2002 Denver Annual Meeting (October 27-30, 2002)

Paper No. 9
Presentation Time: 10:00 AM

COMPARING THE SHORELINE AND OFFSHORE SEDIMENTARY RECORDS OF LAKE BONNEVILLE


OVIATT, Charles G., Geology, Kansas State Univ, 108 Thompson Hall, Manhattan, KS 66506-3201, joviatt@ksu.edu

Acknowledging uncertainties, the record of lake-level changes in Pleistocene Lake Bonneville is well understood, and is largely derived from studies of shoreline geomorphology and stratigraphy -- shorelines can be dated and the lake size can be accurately determined (the Bonneville basin is hydrographically closed and responds sensitively to climate changes). Lake Bonneville, however, existed for only a relatively short time interval (roughly 28 to 10 14C ka), and shorelines of older lakes in the basin are not preserved. Therefore, in order to learn about lake dynamics in pre-Bonneville times shoreline chronologies cannot be used, but cores of pre-Bonneville lake sediments contain direct clues to changes in the chemical, physical, and biological characteristics of the lake. The sedimentology, mineralogy, and geochemistry of Lake Bonneville sediments permit correlations between the basin interior and the independently derived record of lake-level changes, which may then be used to interpret changes pre-Bonneville lake size from core stratigraphy.
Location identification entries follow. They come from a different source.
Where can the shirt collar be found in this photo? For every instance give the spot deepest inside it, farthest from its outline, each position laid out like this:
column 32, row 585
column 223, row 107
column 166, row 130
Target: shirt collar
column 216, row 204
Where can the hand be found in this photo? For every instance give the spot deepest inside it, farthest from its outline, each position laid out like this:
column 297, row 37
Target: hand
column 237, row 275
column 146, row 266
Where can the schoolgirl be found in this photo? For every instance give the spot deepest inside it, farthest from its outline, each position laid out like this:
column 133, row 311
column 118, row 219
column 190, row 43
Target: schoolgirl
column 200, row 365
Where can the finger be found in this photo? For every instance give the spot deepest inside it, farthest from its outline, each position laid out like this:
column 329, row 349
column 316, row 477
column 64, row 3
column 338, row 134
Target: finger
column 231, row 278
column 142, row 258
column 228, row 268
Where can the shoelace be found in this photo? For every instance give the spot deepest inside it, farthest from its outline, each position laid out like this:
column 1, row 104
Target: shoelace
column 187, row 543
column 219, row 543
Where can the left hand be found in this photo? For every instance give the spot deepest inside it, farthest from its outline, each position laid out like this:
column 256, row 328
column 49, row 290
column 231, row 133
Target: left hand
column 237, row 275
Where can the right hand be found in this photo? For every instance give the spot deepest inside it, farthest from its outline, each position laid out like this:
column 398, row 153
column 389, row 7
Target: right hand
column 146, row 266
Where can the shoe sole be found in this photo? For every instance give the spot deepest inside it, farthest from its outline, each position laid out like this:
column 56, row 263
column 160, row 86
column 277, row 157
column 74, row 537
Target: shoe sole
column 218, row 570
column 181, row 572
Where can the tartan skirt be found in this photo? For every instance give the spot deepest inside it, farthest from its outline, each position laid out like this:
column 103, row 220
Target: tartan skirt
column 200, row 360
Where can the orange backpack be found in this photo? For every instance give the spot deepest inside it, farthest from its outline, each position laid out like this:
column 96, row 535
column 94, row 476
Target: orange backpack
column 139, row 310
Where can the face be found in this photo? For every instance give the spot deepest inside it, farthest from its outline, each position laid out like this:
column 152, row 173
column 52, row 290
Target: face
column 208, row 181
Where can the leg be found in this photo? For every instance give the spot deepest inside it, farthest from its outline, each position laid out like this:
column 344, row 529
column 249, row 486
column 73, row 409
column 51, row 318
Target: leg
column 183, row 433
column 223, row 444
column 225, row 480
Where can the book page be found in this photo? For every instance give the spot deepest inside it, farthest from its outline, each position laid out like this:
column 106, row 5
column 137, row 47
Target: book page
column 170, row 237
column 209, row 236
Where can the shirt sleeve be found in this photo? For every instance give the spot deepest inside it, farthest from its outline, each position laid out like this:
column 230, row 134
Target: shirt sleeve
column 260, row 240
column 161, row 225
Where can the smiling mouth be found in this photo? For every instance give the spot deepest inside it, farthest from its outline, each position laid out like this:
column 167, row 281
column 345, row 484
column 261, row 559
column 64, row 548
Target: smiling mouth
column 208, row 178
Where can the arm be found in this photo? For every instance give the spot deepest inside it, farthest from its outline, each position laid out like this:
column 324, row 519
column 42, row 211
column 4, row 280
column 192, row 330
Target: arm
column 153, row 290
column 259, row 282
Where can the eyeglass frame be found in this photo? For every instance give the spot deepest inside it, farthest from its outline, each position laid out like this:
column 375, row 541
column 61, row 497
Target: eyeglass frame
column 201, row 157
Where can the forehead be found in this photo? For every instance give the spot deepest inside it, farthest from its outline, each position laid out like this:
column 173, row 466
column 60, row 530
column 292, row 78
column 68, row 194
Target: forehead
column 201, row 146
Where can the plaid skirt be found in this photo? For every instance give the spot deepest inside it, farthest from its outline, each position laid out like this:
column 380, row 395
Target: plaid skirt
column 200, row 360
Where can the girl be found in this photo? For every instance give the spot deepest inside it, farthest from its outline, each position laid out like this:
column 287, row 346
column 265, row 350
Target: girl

Some useful proxies in Lake Bonneville sediments are total inorganic carbon (TIC), carbon and oxygen isotopes, and X-ray diffraction of carbonate minerals. Most work has been done with TIC because TIC results are cheap and easy to produce, and in many cases are correlated with results from more expensive analyses. TIC is dependent on factors such as organic productivity, solute mixing (from different water sources), water temperature, total dissolved solids, and shifts in the relative proportion of clastic vs. carbonate-precipitate in sediments. Despite interpretive difficulties, TIC shifts can be correlated between cores from different locations and with lake-level changes. In many cases the stable isotopes and carbonate minerals in fine-grained carbonates are directly correlated with TIC, but in other cases they provide new information. In general, higher values of TIC and delta 18O, and increases in aragonite, suggest falling lake level in the Great Salt Lake subbasin, but rising lake level in the Sevier subbasin.